Но на том история не завершилась. Если верить «зеленым», сказал Крыс, Мэри-Энн еще где-то там в темноте. Странный шелест, странный силуэт. Поздно ночью, когда «зеленые» были в засаде, словно бы сам тропический лес ел их глазами, их не оставляло ощущение, что за ними следят, и пару раз они практически видели, как она скользит в тени деревьев. Не то чтобы видели, но почти. Она перешла черту. Она стала частью джунглей. На ней были кюлоты, розовый свитер в обтяжку и ожерелье из человеческих языков. Она была опасна. Она была готова убивать.
Генри Доббинс был хорошим парнем и отличным солдатом, но утонченность среди его качеств не числилась. Например, ирония до него просто не доходила.
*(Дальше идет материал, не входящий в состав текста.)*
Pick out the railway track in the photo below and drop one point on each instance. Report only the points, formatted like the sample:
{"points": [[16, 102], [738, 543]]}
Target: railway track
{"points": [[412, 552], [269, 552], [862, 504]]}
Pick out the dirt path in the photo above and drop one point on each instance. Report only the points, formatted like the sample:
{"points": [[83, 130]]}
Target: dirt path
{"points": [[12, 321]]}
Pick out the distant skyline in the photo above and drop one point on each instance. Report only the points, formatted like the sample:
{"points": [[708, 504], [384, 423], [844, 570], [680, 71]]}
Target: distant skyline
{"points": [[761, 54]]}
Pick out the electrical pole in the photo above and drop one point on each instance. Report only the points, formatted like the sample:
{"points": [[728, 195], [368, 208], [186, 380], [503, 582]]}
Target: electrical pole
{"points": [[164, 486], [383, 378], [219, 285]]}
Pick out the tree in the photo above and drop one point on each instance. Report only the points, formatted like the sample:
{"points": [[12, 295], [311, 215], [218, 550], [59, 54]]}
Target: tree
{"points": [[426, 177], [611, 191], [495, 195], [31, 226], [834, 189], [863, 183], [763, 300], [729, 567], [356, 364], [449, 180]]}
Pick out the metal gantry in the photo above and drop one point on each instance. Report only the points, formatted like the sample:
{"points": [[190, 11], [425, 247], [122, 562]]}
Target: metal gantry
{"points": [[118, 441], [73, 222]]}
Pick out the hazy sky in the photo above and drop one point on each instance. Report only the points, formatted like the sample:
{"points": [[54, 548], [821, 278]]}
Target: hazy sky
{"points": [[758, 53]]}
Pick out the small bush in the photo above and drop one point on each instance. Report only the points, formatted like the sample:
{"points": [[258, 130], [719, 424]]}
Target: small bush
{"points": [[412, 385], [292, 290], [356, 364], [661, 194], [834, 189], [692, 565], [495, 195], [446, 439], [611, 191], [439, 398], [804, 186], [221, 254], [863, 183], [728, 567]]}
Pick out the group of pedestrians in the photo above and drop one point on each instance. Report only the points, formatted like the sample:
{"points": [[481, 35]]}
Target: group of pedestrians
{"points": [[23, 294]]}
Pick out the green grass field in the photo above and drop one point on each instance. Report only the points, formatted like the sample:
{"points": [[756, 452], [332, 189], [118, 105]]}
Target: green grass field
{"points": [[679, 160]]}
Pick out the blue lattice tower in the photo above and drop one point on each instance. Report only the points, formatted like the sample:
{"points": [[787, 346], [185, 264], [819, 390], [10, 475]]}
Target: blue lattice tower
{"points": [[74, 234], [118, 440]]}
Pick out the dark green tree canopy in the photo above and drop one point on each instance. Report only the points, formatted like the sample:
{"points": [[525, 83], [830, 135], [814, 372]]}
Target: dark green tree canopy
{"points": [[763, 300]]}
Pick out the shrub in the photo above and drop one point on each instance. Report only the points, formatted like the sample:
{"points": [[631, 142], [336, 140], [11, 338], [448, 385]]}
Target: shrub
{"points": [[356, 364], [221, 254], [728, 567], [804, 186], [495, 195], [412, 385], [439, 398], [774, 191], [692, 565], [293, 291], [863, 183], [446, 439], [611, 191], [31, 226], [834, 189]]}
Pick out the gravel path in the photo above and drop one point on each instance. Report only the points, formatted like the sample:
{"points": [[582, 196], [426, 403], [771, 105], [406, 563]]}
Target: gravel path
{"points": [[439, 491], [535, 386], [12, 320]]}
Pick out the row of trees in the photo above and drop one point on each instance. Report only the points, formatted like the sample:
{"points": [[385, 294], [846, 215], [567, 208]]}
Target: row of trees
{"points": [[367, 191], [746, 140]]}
Во многом он походил на саму Америку: крупный и сильный, полный добрых намерений, на животе подрагивает жирок, шаг неспешный, но вечно прет напролом, всегда рядом, когда он нужен, твердо верит в пользу простоты, прямоты и тяжкого труда. И как его страна, Доббинс был склонен к сентиментальности.
Даже сегодня, двадцать лет спустя, я вижу, как он перед тем, как отправиться в рейд, наматывает на шею колготки своей девушки.
Это была единственная его причуда. По его словам, колготки были его талисманом на удачу. Ему нравилось зарываться носом в нейлон и вдыхать запах тела своей девушки, ему нравилось, какие воспоминания это вызывает. Иногда он спал, уткнувшись лицом в колготки, как младенец спит с фланелевым одеяльцем — мирно и защищенно. Но более всего колготки были для него талисманом. Они хранили его от беды. Они открывали ему доступ в высший мир, где все было тихим и ласковым, место, куда он однажды, возможно, увезет свою девушку. Как многие из нас во Вьетнаме, Доббинс был склонен к суевериям и непреложно верил в защитную силу колготок. Для него они были сродни броне. Всякий раз, когда мы собирались в ночной рейд, надевали каски и бронежилеты, Доббинс совершал ритуал наматывания на шею нейлона, тщательно завязывал узел, перебрасывал обе «ноги» через левое плечо. Конечно, над ним шутили, но со временем мы тоже прониклись их мистикой. Доббинс был неуязвим. Он не получил ни одной раны, даже ни единой царапины. В августе он споткнулся о «прыгающую Бетти», которая почему-то не взорвалась. Неделю спустя его застали на открытом пространстве в ходе яростной перестрелки, нигде никакого укрытия, но он просто натянул на нос колготки, сделал глубокий вдох и дал магии проявить себя.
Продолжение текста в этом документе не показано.